September, when one finally feels that welcome first hint of autumn, always reminds me of Canada, where I spent 6 years form 1994 to 2000 - first as a deacon at the Catholic Information Centre (as it was then named) and then as a priest at our Paulist parish in Toronto. There, September 26 is the feast of the Canadian Martyrs - – Jesuits Jean de Brebeuf, Isaac Jogues, Antony Daniel, Gabriel Lalemant, Charles Garnier, Noel Chabanel, and Jesuit Oblates Rene Goupil, and Jean de la Lande – whom the US calendar commemorates on October 19 (under the title “North American Martyrs”). Their feast also always reminds me of the beautiful and popular shrine of the Canadian Martyrs at Midland, Ontario – and the perhaps even more significant historical site of the Jesuits’ 17th-cenury mission settlement of Sainte Marie that stands reconstructed in the shadow of the modern shrine church. It makes a great day trip from Toronto, and I remember well my memorable first visit there as a seminarian in 1984 with Paulist Father Jim Donovan and then later taking my own parents there in 1995.

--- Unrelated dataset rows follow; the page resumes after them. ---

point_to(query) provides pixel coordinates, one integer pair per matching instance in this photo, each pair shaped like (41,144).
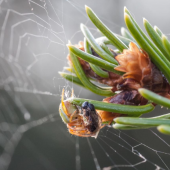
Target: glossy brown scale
(139,72)
(90,117)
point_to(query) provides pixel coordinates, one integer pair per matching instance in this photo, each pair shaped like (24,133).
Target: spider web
(33,35)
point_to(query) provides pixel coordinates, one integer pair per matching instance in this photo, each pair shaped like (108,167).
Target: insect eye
(85,105)
(91,107)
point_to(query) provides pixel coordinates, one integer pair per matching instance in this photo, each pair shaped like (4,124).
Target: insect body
(84,122)
(124,72)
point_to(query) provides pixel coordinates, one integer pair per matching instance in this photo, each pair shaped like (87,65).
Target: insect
(84,122)
(123,72)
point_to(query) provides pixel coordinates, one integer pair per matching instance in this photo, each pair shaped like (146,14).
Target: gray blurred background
(32,51)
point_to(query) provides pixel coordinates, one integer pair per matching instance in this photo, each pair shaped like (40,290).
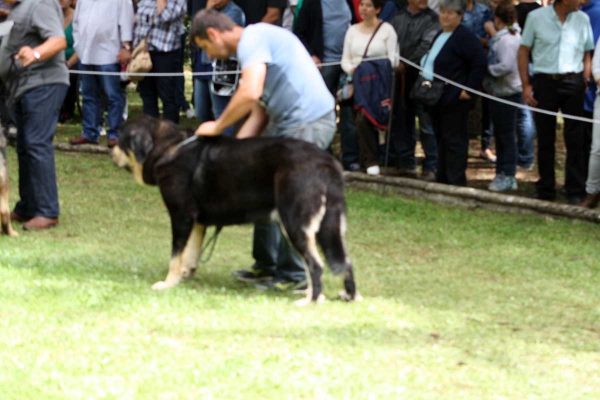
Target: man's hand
(124,56)
(25,55)
(317,61)
(528,96)
(208,128)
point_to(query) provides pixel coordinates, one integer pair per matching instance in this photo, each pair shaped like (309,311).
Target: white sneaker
(373,170)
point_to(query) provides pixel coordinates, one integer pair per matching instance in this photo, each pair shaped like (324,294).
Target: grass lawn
(458,304)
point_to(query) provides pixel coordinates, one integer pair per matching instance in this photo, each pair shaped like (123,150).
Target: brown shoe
(591,201)
(40,223)
(80,140)
(18,218)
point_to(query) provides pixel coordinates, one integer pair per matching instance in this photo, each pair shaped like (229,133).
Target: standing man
(281,87)
(102,33)
(321,26)
(560,39)
(39,43)
(269,11)
(416,27)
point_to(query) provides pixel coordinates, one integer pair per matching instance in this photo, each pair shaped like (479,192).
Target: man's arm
(255,124)
(524,52)
(249,91)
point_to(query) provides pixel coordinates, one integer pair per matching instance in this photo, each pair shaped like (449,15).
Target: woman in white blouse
(384,43)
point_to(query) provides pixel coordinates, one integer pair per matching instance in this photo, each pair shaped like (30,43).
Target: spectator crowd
(526,53)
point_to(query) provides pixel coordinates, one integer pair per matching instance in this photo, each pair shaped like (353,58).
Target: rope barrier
(328,64)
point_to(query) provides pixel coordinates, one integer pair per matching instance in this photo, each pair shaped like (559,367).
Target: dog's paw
(346,297)
(162,285)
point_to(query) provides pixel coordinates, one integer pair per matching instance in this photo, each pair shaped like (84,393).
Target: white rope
(328,64)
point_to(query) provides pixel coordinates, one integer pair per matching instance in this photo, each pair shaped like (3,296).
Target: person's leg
(166,86)
(571,97)
(525,134)
(546,94)
(111,86)
(38,114)
(90,105)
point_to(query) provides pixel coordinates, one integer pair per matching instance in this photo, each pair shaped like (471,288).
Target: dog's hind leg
(187,243)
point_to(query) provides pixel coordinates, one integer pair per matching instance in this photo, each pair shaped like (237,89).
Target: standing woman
(455,54)
(381,39)
(505,84)
(68,108)
(161,21)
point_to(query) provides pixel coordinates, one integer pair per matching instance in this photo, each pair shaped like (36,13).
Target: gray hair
(458,6)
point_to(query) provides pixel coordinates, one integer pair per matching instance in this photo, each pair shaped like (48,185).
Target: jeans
(525,134)
(209,105)
(151,88)
(450,126)
(349,137)
(567,95)
(593,182)
(271,250)
(37,115)
(504,118)
(406,139)
(91,87)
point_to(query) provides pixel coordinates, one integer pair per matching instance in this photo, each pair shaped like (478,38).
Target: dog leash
(211,242)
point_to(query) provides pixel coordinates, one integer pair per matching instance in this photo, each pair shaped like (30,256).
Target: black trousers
(450,127)
(566,95)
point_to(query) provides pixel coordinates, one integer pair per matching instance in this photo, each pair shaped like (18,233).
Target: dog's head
(142,142)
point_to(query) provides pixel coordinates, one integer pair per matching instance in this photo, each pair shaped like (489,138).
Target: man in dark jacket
(321,26)
(416,27)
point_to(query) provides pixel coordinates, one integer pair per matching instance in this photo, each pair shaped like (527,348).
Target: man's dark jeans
(331,75)
(165,87)
(566,94)
(37,115)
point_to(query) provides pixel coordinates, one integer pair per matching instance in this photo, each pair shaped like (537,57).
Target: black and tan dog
(224,181)
(5,225)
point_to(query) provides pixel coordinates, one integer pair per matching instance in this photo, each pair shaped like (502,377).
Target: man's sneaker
(503,183)
(282,285)
(252,275)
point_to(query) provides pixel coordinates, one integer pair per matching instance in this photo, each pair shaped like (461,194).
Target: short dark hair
(210,18)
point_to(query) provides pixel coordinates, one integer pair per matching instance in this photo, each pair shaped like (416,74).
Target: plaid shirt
(168,26)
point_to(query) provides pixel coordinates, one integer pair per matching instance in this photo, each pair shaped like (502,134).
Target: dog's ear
(141,146)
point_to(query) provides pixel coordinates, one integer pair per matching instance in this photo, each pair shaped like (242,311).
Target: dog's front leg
(187,243)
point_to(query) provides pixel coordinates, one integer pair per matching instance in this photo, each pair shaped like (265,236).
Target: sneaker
(373,170)
(407,173)
(282,285)
(503,183)
(252,275)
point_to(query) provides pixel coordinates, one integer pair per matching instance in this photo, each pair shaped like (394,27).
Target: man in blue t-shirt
(284,92)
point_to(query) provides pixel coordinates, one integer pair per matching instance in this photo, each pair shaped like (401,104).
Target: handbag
(425,91)
(346,89)
(140,61)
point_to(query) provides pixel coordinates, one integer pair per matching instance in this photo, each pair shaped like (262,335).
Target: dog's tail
(332,232)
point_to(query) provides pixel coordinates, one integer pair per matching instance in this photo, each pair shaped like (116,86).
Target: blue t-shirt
(428,59)
(294,93)
(336,21)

In its time, Sainte Marie was the westernmost European settlement in North America (north of Mexico) and surely qualifies as an integral part of that glorious early history – that epopee des plus brillants exploits of which the French version of the Canadian anthem sings so movingly. But for those Jesuit “Blackrobes” and their associates who lived and labored there - 37 days by canoe from Quebec City, spending long cold winters in smoky “longhouses” in Indian villages and the hot summers in that settlement, following their rigorous religious routine of prayers and spiritual exercises (starting daily at 4:00 a.m.), it was a rough obscure life. It only importance in worldly terms proved, paradoxically, to be its undoing, as conflict between the warring European Powers’ Indian surrogates forced the French Jesuits to leave that outpost after 10 years of intense missionary effort – abandoning what they had earlier built with such undoubtedly high hopes.

At the time, the French Jesuits’ ambitious, impressive, powerful project appeared in worldly terms a colossal failure – as indeed, in the immediate shadow of the cross, must also have appeared the earthly mission of Jesus himself, in whose name those missionaries so heroically struggled.

Now that North America is again becoming mission territory, we do well to keep such apparent failures as well as the seeming successes in mind as we consider anew how to re-establish the Good News in this New World.